J'ai largement puisé dans mon expérience personnelle et dans celle de mes copines pour écrire la rubrique Croque Monsieur, parue tous les mois dès 2008 dans le magazine Berlin Poche. On a beau être voisins, plus je vis ici, plus le fossé entre Allemands et Français me semble énorme. Longtemps, j'ai cru que Berlin n'était pas l'Allemagne et peut-être. Mais quand tu commendes à vivre ici au-delà de 6 mois Erasmus, à t'installer ici, tu remarques que l'administration, chez le médecin, avec les impôts, c'est différent. Tant au niveau de la société que des mentalités: c'est un truisme de dire ça, mais ils sont vraiment nordiques alors qu'on se complaît dans notre côté latino. J'ai parfois l'impression de vivre ici une expérience de dressage, dès que tu fais un pas de travers, hop, tu as quelqu'un/un flic/un passant/ qui te rappelle à l'ordre. Les Mahnung -amendes- dès que t'as un jour de retard pour payer tes factures, la Schufa, les feux rouges : au début ça m'amusait, maintenant, j'ai du mal avec le fait de ne pas avoir le droit à l'erreur ou à l'arnaque.
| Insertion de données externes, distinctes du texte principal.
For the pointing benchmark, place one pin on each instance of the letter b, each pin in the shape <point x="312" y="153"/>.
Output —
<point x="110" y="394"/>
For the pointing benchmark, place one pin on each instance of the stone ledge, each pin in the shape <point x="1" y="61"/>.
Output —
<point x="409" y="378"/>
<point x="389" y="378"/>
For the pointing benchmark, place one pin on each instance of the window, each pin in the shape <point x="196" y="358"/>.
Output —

Féminisme à la française VS féminisme allemand: qu'en penses-tu ? 
Les Allemandes de l'Est sont restées très féministes comparées à leurs homologues de l'Ouest. Je les trouve plus émancipées -que ce soit par rapport au regard des hommes qu'à l'idée qu'elles se font de leur rôle- que nous. Après les Allemandes ont souvent tendance à considérer que féminité et féminisme sont incompatibles.

Le berlinois, on en dit quoi ? De ton point de vue et au travers les expériences que tu récoltes, y a t il un modèle relationnel particulier ?
Le berlinois est difficile à ferrer et si je me réfère aux modes de vie à Paris ou ailleurs, je constate que certaines copines célibataires féminines morflent pas mal ici. Un certain idéal berlinois prône la liberté à tous crins et sacralise donc la non relation, la non beziehung. A Berlin, le choix de vie/partenaires est tellement énorme que l'engagement est difficile. Or grandir, c'est aussi choisir. Une raison qui explique que beaucoup restent des Peter Pan jusqu'à l'âge du déambulateur. Mais je dirais que c'est peut-être une caractéristique de la génération Y, cette hésitation à s'engager vraiment et la peur de se retrouver coincé. En positif, c'est l'envie d'inventer sa relation au-delà de schémas disons plus traditionnels.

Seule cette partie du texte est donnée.